La tribu tout entière formait le cercle à bonne distance du foyer principal. Portant Éléoum, les chasseurs s’approchèrent mais, tout à coup, la surprise les cloua sur place : Nouhou, agenouillé près du foyer, soutenait la tête d’un homme sec étendu à terre !

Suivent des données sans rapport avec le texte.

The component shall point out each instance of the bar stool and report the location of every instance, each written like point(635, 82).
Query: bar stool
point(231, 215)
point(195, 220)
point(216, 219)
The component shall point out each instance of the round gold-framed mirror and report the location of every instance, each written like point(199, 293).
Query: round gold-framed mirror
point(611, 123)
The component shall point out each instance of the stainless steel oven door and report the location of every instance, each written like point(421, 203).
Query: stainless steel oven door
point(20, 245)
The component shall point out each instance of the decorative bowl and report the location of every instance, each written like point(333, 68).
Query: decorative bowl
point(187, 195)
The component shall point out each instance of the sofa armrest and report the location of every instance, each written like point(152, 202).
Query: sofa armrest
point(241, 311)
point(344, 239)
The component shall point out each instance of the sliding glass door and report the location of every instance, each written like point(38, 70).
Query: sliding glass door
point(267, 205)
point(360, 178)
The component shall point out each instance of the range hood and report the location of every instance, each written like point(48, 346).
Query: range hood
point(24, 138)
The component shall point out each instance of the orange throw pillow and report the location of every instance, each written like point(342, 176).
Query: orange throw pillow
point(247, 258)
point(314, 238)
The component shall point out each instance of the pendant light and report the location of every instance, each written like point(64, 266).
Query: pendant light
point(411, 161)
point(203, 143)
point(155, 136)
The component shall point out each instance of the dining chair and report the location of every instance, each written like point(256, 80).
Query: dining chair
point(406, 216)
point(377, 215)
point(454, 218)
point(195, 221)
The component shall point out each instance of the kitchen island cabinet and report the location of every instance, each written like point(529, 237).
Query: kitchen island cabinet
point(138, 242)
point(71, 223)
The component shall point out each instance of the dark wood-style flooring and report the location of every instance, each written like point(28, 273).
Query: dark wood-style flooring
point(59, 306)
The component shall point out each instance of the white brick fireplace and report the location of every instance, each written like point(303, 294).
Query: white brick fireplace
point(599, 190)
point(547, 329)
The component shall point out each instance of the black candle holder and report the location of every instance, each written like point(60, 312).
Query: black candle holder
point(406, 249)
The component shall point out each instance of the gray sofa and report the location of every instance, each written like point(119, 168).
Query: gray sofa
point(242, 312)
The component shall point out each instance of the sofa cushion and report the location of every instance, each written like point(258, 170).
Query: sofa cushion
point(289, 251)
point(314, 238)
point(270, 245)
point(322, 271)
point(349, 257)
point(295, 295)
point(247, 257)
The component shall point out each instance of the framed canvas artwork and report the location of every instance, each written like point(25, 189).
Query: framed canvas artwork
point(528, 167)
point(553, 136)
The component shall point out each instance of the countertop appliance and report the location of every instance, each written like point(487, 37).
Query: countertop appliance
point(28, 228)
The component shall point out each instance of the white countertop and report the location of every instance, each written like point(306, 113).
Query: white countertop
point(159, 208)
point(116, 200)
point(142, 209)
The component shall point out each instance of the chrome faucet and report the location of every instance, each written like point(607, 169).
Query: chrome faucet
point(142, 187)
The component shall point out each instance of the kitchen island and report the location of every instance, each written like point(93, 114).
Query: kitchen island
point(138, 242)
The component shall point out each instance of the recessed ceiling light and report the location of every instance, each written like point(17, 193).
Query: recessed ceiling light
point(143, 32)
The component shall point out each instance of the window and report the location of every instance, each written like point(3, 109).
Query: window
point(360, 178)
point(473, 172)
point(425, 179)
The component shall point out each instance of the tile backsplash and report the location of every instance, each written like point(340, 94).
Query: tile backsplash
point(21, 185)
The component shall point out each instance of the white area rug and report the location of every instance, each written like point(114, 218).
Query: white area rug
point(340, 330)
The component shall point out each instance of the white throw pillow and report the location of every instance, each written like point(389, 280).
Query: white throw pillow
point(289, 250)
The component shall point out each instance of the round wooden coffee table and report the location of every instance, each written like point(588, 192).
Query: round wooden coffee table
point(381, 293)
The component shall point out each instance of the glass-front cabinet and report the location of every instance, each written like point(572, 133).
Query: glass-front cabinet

L’étranger avait été découvert près de la grotte à l’heure du plus cuisant soleil. Depuis de longs jours, il marchait vers la tribu. Mêlant sa piste à celle des herbivores, il avait trompé les chiens ; la veille, les premiers chasseurs eux-mêmes, avertis cependant par la brève inquiétude du jeune long-nez, s’étaient éloignés en le laissant derrière eux. Et, l’homme, d’un effort suprême, avait gravi la colline. On l’avait trouvé dans un fourré, étendu près de Moûh et sans voix. Parce qu’il semblait inanimé, les chiens ne s’étaient pas jetés sur lui. Nouhou était venu avec des femmes et de tout jeunes chasseurs. L’étranger gisait ; c’était un homme à peau blanche, très vieux ; il avait les pieds en sang ; ses genoux et ses mains s’étaient également déchirés aux pierres et aux broussailles.

Au bout d’un instant, comme il ouvrait les yeux, Nouhou, s’approchant avec prudence, avait déposé à portée de sa main une coquille pleine du lait de Moûh.